A DPOC é ainda responsável por um peso substancial para o sistema de saúde e a economia nacional, com um impacto económico estimado em mais de 3 mil milhões de euros por ano [2] no nosso país. E a tudo isto juntam-se as várias barreiras que refletem desigualdades no sistema de saúde, agravando o impacto da doença, como a impossibilidade de aceder à espirometria, exame fundamental para o diagnóstico e acompanhamento da DPOC, a que muitos médicos de Medicina Geral e Familiar não têm acesso direto, nem sabem para onde referenciar os doentes. Faltam ainda consultas de cessação tabágica acessíveis a todos, programas de reabilitação respiratória, uma referenciação rápida para consultas de especialidade e informação para os doentes, muitos dos quais incapazes de reconhecer os sintomas da DPOC como algo preocupante, o que contribui para atrasos no diagnóstico e no início do tratamento.

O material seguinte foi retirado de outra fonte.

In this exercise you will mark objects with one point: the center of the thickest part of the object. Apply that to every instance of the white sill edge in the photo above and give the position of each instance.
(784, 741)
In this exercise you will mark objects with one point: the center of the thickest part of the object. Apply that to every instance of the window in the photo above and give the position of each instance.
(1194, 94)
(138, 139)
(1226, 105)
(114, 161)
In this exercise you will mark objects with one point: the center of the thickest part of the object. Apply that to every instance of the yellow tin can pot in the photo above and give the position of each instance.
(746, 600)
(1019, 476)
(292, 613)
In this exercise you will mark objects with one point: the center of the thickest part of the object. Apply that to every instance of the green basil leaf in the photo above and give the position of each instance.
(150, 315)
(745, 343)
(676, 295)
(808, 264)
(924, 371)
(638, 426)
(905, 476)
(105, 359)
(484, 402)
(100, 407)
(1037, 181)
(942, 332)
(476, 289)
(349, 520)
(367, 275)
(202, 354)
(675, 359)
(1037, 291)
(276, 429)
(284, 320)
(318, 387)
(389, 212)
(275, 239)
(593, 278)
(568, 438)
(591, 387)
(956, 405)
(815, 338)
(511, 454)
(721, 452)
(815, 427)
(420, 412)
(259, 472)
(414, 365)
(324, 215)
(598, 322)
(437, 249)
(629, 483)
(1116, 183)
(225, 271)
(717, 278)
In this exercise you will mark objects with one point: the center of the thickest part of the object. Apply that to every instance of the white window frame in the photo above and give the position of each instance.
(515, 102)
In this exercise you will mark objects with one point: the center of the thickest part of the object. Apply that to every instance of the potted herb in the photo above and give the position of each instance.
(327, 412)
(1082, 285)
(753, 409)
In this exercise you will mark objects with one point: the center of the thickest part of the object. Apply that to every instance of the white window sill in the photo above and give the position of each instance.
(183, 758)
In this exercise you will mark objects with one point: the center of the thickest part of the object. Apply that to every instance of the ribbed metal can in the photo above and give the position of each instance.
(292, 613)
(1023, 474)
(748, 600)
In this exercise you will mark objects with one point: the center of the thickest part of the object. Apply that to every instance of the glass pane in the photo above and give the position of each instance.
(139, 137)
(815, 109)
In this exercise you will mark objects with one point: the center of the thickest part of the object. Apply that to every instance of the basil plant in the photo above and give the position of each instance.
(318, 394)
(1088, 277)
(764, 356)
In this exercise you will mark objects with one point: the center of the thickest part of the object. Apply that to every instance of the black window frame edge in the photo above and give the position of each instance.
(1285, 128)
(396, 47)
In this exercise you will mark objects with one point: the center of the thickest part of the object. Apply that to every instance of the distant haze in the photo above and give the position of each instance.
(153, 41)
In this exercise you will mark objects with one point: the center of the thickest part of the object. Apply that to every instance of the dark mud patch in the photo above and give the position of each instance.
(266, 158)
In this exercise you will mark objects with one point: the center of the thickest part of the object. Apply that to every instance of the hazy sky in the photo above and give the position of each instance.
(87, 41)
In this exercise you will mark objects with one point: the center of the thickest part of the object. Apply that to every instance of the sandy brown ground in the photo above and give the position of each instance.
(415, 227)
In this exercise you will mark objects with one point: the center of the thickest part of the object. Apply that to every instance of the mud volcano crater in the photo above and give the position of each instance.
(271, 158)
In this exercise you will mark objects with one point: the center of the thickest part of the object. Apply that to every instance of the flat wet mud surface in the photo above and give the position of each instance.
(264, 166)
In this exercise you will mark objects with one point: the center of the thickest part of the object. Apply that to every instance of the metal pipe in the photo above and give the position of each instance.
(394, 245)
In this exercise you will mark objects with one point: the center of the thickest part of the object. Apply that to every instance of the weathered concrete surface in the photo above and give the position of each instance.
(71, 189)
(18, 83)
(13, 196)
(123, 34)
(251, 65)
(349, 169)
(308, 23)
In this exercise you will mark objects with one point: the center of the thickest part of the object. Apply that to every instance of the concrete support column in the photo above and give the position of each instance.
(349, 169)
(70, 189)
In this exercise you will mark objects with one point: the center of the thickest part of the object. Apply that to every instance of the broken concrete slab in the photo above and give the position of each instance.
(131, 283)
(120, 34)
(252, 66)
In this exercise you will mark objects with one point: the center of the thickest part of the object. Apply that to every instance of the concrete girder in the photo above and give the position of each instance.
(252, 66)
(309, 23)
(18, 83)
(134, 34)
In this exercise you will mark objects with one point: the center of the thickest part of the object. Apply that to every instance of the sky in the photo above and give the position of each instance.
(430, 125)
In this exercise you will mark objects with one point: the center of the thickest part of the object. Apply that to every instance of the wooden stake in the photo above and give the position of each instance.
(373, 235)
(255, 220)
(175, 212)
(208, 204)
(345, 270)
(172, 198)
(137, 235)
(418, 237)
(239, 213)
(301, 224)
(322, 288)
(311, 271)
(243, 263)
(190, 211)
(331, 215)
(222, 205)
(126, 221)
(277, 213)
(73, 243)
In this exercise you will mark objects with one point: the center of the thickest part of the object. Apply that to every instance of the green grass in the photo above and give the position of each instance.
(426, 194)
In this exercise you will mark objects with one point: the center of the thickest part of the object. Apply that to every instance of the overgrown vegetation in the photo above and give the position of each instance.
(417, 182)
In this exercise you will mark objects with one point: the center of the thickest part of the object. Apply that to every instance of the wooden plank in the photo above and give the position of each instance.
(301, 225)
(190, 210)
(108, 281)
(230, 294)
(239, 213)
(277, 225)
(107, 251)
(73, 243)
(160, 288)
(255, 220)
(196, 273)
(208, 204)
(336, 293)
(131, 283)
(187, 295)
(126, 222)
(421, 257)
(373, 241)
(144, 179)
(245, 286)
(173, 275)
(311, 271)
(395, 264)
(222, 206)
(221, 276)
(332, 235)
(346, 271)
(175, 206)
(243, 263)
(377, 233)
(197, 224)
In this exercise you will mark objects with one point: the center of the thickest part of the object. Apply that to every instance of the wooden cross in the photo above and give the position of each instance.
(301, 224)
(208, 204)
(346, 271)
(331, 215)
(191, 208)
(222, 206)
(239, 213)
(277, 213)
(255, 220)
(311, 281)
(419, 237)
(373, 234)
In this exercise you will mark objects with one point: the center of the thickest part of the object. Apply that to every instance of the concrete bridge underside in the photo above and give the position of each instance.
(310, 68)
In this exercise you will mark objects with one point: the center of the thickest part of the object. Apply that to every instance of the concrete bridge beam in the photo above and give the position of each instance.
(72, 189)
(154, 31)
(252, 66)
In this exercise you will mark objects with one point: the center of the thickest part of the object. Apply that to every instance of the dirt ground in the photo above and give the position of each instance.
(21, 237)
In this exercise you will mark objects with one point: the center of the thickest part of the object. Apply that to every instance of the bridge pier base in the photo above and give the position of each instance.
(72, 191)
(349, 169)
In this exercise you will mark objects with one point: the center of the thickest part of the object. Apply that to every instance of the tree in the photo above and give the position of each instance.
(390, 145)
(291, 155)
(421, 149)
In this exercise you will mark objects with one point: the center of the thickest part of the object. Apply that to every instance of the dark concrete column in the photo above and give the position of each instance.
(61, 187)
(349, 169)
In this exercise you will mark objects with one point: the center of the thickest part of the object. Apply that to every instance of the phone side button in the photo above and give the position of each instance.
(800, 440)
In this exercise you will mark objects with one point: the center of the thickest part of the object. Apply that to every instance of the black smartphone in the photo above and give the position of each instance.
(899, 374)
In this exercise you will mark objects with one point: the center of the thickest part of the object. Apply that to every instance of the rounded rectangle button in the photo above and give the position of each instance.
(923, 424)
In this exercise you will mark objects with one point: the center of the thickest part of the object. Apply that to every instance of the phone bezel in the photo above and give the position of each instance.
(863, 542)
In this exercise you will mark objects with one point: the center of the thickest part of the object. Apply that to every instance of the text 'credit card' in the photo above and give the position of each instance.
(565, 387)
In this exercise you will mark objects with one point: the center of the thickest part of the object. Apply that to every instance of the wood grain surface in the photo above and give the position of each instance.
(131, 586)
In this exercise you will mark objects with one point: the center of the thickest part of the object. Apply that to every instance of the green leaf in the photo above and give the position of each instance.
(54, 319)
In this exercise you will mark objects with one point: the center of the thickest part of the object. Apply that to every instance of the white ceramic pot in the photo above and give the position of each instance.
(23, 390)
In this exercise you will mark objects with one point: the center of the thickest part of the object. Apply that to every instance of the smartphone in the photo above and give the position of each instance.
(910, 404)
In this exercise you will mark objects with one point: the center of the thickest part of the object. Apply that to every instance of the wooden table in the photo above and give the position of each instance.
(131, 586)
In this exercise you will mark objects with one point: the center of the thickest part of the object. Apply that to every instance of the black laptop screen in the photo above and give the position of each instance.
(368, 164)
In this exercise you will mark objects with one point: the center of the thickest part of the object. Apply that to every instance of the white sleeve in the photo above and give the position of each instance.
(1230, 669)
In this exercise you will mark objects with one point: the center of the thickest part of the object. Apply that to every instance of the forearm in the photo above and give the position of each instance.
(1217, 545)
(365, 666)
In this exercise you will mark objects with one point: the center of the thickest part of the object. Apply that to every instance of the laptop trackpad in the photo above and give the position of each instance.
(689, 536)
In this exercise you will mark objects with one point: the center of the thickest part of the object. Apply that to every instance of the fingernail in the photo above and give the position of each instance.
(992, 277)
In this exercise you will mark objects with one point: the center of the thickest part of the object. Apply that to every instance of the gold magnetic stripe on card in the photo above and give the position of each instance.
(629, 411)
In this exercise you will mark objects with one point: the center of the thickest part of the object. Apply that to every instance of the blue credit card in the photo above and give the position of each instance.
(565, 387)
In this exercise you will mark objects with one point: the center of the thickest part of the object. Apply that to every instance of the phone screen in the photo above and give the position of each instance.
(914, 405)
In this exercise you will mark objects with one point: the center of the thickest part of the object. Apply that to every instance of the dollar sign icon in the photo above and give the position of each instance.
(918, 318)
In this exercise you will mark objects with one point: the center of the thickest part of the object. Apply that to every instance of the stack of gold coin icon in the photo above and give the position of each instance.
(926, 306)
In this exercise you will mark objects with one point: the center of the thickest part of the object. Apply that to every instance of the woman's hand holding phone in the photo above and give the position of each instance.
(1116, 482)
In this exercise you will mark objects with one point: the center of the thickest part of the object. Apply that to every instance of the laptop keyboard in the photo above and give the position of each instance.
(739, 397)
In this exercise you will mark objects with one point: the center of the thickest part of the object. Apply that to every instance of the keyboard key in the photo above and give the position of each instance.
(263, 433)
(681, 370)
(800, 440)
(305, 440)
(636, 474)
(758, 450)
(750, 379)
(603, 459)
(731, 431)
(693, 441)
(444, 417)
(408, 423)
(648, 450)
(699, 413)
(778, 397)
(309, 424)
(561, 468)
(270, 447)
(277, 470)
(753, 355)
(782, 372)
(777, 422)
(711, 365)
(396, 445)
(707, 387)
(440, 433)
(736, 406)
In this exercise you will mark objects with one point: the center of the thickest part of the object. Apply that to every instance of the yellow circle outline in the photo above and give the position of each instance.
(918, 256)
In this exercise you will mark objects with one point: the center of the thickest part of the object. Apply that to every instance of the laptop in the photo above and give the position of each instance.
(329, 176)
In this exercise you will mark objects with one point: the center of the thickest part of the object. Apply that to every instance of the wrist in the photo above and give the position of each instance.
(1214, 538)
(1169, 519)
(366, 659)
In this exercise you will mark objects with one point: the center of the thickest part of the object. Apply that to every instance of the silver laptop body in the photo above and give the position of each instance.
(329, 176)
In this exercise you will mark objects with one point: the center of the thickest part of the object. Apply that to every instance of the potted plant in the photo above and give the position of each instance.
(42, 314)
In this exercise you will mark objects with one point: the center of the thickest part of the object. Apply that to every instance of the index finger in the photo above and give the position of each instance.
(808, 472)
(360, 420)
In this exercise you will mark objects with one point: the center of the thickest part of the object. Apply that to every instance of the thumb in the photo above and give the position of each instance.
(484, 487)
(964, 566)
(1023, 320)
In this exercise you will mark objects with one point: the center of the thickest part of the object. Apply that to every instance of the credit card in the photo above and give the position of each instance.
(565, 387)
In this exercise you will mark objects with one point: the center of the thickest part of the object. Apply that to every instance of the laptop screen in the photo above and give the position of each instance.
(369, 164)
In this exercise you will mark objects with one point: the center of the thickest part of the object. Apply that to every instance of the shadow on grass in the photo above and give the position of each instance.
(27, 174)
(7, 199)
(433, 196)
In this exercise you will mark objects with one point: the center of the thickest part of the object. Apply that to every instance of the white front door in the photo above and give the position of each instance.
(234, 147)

Apesar de tudo isto, o atual Plano Nacional das Doenças Respiratórias, que data de 2017, carece de estratégias específicas para a DPOC, assim como de políticas de controlo do tabaco e diretrizes respiratórias implementadas de forma inconsistente. [1] De acordo com as organizações signatárias do documento, encontra-se desatualizado e não inclui de forma adequada a DPOC.
As organizações envolvidas neste White Paper urgem, por isso, o desenvolvimento de uma Estratégia Nacional para a DPOC, com um subplano, dentro do Plano Nacional, que inclua as questões da prevenção, tratamento, acesso aos exames necessários, a gestão das exacerbações, a definição de critérios de referenciação, desenvolvimento de materiais educativos, expansão do acesso à reabilitação respiratória e a criação de um registo nacional da DPOC para caracterizar a população de doentes. A isto junta ainda a necessidade de uma recolha de dados que permitam analisar a taxa de exacerbações, os níveis de adesão à terapêutica e outros resultados, como os indicadores de desempenho dos serviços de saúde.
Referências:
[1] Portugal COPD Research and Global Ranking - COPD Index
[2] Chen S, Kuhn M, Prettner K, Yu F, Yang T, Bärnighausen T, et al. The global economic burden of chronic obstructive pulmonary disease for 204 countries and territories in 2020--50: a health-augmented macroeconomic modelling study. Lancet Glob Heal. 2023;11(8):e1183--e1193.